The company understated deposits of Tk477 crore received from individuals and financial institutions. The management of the company disclosed term deposits of Tk1,110.8 crore whereas the auditor in its scrutiny found deposits of Tk1,587.8 crore.

The understatement of liabilities leads to understatement of expense and overstatement of profit accordingly. Detailed investigation found that the company totally omitted treasury loan amounting to Tk25 crore, which led to an understatement of expense.

The auditor also found significant understatement amounting to Tk74 crore. The company has shown balance of Tk65.86 crore for call loans and overdrafts, whereas the auditor found Tk88 crore for call loans and Tk51.86 crore for overdraft.

Overdraft allows the account holder to continue withdrawing money even when the account has no funds or has insufficient funds to cover the amount of the withdrawal.

These deliberate misstatements prove that little internal control measures were taken against manipulation, said the audit statement.

While going through details in interest income from loans, the auditor found that the company overstated Tk72 crore.

The company showed interest income amounting to Tk96.4 crore from different heads of loans, but the auditor confirmed Tk24.6 crore only based on related documents.

This deliberate overstatement reflects the window dressing of the company’s performance.
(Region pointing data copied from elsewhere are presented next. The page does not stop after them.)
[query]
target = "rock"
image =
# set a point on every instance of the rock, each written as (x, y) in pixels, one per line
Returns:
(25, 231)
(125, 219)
The overstatement of income had also created unnecessary tax burden on fictitious profit.

Income expense of deposit and borrowing was understated by Tk111 crore to inflate profit. The company showed interest expense amounting to Tk90 crore in different heads of deposits and borrowings whereas the auditor’s scrutiny revealed Tk210 crore interest expense.

Illegal cash payment

The company paid Tk6.50 crore from 2009 to 2015 to buy gifts for its valued clients. But the auditor was not provided with any documents in relation to this expenditure.

The investigation later found that the amount was spent for the board meeting purposes in the name of expenditure for valued clients. This illegal cash payment indicates lack of corporate governance and threat to the existence of the company in the long run, the audit statement opined.

The auditor found that the company does not maintain fixed assets register with adequate information. Due to the absence of asset identification number, the company has inadequate control over its fixed assets.